I cannot comment on the issues raised by Phil's request that people delete certain email, since I do not have the necessary legal background to do so and do not have access to the full record regarding the FOIA requests. However, anybody who has the least familiarity with the work itsellf or the published record can see that all the accusations of "fraud" or fudged data are completely bogus. As far as that goes, this is just a witch hunt.
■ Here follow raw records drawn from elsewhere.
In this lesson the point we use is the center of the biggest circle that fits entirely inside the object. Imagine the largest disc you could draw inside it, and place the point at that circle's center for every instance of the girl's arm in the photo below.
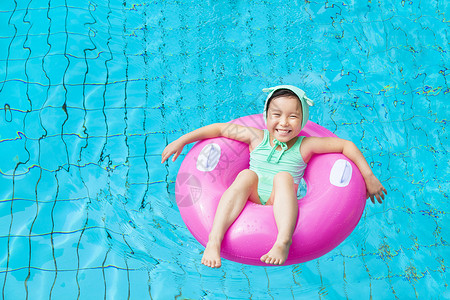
(229, 130)
(316, 145)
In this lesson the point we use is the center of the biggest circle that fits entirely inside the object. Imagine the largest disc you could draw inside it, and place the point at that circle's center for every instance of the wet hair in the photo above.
(282, 93)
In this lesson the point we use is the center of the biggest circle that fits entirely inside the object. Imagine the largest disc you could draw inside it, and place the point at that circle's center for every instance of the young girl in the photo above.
(278, 158)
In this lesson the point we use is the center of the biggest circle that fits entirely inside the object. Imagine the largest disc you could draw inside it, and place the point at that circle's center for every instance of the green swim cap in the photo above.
(305, 101)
I don't know if people understand the nature of work in historical climatology. It is very exacting tedius and unglamorous work, involving sifting through ships' logs, thinking about bait tank thermometers, diving into icy lakes after tree trunks, sorting out a hundred factors that do or don't make trees respond to temperature. It's a thankless task, and while I can't defend some of Phil's graceless choice of words in what he thought were private emails, the work itself has been a very important contribution to the subject. If the reward is just to attract the level of harassment these cyber-thugs have directed at Phil, then it is only going to drive competent people out of that subject. I hope somebody will be brave enough to step in and fill the gap, but I fear it will not happen.

The whole field of historical climatology will be impoverished for this. And meanwhile, one of the few agencies working on the temperature record has been at least partly taken out of action. I suppose the manufactured doubt industry is not going to rest until we have lost all ability to analyze what the climate has really been doing in the past. Congratulations on your progress toward that goal.